Hydro could power Alberta’s oil sands, but at a hefty cost

By Maura Forrest

February 18, 2016

Hydropower could be used to power Alberta’s oil sands, but would probably not be viable without a price on carbon, according to a new study.

The Canadian Energy Research Institute has released the results of an analysis of different hydro power options in British Columbia, Alberta and Manitoba that could be used to supply electricity to the oil sands.

The six options considered include two different long-distance electricity transmission technologies that would connect Alberta to B.C.’s proposed Site C dam or to a hydro project on the Slave River. They also include a connection to Manitoba’s Conawapa site and a reinforcement of the existing B.C.-Alberta intertie to allow more hydro power to flow east from B.C.

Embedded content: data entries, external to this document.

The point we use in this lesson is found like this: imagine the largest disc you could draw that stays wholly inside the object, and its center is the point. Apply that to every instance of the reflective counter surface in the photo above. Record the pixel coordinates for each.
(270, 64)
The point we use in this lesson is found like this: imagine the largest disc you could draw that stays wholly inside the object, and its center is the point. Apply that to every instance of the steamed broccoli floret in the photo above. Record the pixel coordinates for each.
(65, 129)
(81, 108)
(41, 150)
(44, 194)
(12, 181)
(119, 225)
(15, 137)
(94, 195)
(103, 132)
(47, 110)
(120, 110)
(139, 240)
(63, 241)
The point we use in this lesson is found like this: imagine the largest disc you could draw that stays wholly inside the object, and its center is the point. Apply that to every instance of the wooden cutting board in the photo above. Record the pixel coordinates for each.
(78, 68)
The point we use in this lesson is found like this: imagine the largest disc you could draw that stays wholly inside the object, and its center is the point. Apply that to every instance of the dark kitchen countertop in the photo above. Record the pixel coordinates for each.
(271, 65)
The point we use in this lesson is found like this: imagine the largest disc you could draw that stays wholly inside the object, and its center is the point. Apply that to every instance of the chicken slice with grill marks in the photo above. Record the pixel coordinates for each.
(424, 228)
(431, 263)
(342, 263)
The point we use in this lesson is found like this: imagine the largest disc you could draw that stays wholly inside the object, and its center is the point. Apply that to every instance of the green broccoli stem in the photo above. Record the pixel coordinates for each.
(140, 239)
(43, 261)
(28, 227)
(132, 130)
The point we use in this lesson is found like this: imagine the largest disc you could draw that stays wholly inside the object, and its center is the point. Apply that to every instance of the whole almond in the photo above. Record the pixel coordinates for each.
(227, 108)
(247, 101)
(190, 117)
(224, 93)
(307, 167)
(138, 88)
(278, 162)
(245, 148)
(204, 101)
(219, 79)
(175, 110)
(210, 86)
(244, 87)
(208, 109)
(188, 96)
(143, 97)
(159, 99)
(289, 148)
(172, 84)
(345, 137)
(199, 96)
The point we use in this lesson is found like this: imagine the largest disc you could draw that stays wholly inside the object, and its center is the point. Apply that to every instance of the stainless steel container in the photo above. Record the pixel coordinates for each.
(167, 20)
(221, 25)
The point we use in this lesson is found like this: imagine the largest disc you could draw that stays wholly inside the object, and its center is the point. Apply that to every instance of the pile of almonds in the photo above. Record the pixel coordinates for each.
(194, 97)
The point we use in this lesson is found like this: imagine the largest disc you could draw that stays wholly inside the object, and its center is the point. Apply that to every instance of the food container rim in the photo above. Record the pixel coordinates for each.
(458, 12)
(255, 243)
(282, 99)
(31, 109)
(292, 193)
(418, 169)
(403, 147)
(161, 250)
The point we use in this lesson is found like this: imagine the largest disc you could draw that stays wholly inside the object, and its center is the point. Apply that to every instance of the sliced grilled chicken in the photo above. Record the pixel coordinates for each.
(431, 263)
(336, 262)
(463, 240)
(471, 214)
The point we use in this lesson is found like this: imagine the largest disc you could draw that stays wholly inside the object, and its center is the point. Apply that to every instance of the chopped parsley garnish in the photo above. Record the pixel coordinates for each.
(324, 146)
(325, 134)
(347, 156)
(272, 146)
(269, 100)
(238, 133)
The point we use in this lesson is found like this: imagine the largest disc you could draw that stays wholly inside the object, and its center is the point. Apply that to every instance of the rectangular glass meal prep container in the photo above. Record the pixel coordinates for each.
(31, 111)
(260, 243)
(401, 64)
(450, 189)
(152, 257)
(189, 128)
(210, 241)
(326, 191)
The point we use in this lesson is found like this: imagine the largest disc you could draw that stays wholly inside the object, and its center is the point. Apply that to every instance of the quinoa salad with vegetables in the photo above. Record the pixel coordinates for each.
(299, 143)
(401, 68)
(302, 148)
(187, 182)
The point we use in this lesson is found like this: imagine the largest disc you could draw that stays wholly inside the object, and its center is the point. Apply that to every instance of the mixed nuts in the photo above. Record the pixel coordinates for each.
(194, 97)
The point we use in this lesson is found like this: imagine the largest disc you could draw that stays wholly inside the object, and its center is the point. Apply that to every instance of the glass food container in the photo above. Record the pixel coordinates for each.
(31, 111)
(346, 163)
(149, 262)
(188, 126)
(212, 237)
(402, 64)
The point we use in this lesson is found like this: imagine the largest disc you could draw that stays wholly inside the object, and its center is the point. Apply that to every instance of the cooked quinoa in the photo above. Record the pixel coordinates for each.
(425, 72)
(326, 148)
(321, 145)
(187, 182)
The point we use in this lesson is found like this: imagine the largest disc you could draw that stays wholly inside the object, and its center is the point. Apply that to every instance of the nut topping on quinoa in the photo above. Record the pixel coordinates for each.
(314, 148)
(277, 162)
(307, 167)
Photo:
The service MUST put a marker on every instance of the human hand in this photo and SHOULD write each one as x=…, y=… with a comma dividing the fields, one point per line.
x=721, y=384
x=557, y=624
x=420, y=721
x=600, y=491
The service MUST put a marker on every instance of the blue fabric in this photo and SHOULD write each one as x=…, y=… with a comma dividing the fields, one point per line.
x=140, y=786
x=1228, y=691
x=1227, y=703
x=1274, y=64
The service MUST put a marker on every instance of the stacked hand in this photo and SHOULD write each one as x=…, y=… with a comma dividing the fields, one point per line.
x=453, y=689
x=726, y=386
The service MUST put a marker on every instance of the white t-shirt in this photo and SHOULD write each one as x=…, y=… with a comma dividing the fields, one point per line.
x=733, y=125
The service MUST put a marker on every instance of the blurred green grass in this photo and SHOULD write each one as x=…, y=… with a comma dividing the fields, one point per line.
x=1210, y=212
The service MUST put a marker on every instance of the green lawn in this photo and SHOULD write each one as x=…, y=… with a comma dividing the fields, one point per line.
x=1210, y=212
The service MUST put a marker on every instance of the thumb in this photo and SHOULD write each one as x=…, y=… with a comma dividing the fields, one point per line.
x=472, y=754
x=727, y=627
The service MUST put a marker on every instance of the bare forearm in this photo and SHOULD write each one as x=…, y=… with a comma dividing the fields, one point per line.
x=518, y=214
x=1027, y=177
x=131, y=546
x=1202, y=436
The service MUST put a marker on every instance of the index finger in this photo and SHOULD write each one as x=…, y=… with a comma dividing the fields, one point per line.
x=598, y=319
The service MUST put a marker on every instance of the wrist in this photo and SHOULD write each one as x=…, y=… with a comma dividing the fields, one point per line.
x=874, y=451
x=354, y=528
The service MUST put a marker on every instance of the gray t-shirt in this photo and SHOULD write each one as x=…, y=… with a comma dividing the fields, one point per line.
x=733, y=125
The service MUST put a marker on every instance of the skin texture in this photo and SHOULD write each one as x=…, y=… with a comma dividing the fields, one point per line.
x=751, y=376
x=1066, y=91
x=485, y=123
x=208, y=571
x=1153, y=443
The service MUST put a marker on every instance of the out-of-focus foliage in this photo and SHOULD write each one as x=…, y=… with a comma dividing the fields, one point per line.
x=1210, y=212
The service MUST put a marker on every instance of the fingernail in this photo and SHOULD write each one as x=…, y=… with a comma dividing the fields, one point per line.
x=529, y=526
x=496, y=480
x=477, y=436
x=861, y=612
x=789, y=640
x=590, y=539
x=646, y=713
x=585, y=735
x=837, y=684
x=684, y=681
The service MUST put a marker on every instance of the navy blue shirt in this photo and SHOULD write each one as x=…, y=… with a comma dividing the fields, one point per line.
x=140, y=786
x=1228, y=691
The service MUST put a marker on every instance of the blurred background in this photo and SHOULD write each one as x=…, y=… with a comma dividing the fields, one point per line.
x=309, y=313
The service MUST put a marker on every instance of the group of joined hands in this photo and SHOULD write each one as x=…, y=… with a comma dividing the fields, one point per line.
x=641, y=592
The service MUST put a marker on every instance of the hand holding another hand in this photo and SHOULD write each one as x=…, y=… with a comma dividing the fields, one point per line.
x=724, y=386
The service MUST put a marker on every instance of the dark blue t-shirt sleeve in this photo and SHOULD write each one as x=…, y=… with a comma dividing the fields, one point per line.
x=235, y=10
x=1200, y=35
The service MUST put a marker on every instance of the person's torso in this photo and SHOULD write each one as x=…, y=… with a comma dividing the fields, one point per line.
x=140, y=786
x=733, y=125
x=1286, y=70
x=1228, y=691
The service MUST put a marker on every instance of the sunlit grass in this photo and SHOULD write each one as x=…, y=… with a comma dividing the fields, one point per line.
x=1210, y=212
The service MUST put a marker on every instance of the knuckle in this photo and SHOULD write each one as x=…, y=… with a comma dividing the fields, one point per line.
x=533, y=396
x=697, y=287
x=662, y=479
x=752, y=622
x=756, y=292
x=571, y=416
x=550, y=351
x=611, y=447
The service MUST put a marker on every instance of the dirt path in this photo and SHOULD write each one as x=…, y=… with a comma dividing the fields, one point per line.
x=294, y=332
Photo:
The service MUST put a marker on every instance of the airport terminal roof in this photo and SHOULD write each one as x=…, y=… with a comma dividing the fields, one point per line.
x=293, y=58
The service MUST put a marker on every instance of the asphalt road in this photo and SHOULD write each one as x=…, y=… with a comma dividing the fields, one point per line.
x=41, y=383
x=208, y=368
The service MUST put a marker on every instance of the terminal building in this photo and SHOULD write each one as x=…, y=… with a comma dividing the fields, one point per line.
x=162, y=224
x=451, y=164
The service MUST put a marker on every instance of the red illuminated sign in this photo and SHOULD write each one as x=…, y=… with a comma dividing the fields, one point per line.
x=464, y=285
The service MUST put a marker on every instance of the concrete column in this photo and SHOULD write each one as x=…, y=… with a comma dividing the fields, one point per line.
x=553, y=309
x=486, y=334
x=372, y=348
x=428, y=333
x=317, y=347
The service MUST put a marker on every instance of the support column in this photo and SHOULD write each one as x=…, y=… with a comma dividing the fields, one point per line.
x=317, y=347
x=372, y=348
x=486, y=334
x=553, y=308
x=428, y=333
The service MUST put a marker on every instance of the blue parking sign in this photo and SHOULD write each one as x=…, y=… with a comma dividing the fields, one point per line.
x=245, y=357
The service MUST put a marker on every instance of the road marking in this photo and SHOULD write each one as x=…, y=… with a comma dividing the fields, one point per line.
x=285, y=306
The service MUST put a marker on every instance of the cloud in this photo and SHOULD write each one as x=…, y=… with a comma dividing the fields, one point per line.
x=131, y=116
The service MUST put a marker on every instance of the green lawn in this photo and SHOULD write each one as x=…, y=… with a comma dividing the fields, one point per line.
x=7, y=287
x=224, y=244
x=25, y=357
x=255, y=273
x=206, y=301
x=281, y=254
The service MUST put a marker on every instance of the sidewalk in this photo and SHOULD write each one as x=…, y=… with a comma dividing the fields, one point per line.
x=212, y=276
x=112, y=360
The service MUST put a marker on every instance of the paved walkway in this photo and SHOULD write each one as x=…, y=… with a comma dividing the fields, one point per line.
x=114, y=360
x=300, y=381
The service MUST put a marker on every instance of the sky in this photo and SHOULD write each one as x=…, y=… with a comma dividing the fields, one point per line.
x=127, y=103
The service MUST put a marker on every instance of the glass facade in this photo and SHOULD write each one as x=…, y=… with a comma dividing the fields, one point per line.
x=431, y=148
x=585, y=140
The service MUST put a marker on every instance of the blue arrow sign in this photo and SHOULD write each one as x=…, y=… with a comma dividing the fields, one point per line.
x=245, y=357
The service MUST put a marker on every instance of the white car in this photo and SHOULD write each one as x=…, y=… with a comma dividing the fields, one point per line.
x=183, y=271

“Each of these six hydro power options can deliver sufficient electricity to satisfy the demand of in-situ bitumen extraction operations with production capacity of 0.5 million bbl/day [barrels per day] to 1.1 million bbl/day,” the study found.

But the cost of delivering hydroelectricity to the oil sands would range from $81 to $162 per megawatt hour, compared with just $57 per megawatt hour for natural gas-fired cogeneration.

“Hence, without a price on greenhouse-gas emissions, the likelihood of hydro power options reducing the marginal cost of oil-sands operations is low,” according to the report.

The study found that reinforcing the intertie between B.C. and Alberta would be the least expensive option, while transporting hydro power from Manitoba would be the best choice involving a new hydro power project. The main strike against transmitting electricity from Site C is the “high forecasted electricity demand growth in B.C.,” which might reduce the amount of electricity available for export to Alberta.

Grid interconnections are not a new concept in Canada, though the idea has never amounted to much. But in an op-ed for the Edmonton Journal, Trevor McLeod, director of the Centre for Natural Resources Policy in Calgary, argued now might be the time to look more seriously at the possibility.

“Alberta has announced intentions to replace coal-fired electrical plants with renewable generation and Saskatchewan is increasing renewables, too,” he explained. “By 2030, 30 per cent of Alberta’s emissions are to come from renewables. Saskatchewan is aiming to produce half of its power from renewable sources by 2030.”

Alberta announced its Climate Leadership Plan last November. According to the plan, the province will phase out all pollution from coal by 2030 and will implement a province-wide carbon tax in 2017.